P/1- E os seus colegas, quem eram os seus colegas? Aqui de Taubaté, também?
R- Taubaté.
P/1- Mas já comerciantes também?
R- Alguns.
P/1- Por exemplo, o senhor lembra de algum?
R- Sei, o Gil Danelli
P/1- Ah, o Danelli?
R- É, o Gil Danelli foi meu colega, como a gente fala, o Jacó, a gente fala o Jacó, e outros que agora eu num...
P/1- Quer dizer, eles já tinham comércio e eles foram procurar a escola técnica. E tinha algum apoio de alguma entidade?
R- Não, não.
P/1- Era paga? Era uma escola paga?
R- Era paga. Era escola paga.
P/1- Mas era caro, não?
R- Não. Na época era 10 reais. 10... 10 cruzeiros, acho que era 10 cruzeiros, 10 cruzeiros a mensalidade.
P/1- E era de noite?
R- À noite.
P/1- E os professores, Seu Romeu, vinham de onde?
R- De Taubaté, mesmo.
P/1- Também de Taubaté. Também donos de comércio, não?
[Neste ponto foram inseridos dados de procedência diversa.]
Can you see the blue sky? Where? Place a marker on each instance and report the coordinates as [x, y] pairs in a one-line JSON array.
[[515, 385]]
R- Não. Eram, eram professores... no... colégio do estado e à noite funcionava na Escola do Comércio.
P/1- E o senhor aprendeu alguma coisa na Escola do Comércio que o senhor não sabia já trabalhando?
R- Eu aprendi a contabilidade, né?
P/1- Isso o senhor não sabia?
R- Não.
P/1- Era isso, mas o senhor acha que isso ajudou no seu trabalho?
R- Ah sim, ajudou. Eu já peguei a teoria e depois com o comércio eu peguei a prática. Quer dizer, teoria e prática. Ela serviu mais, ela serviu como teoria.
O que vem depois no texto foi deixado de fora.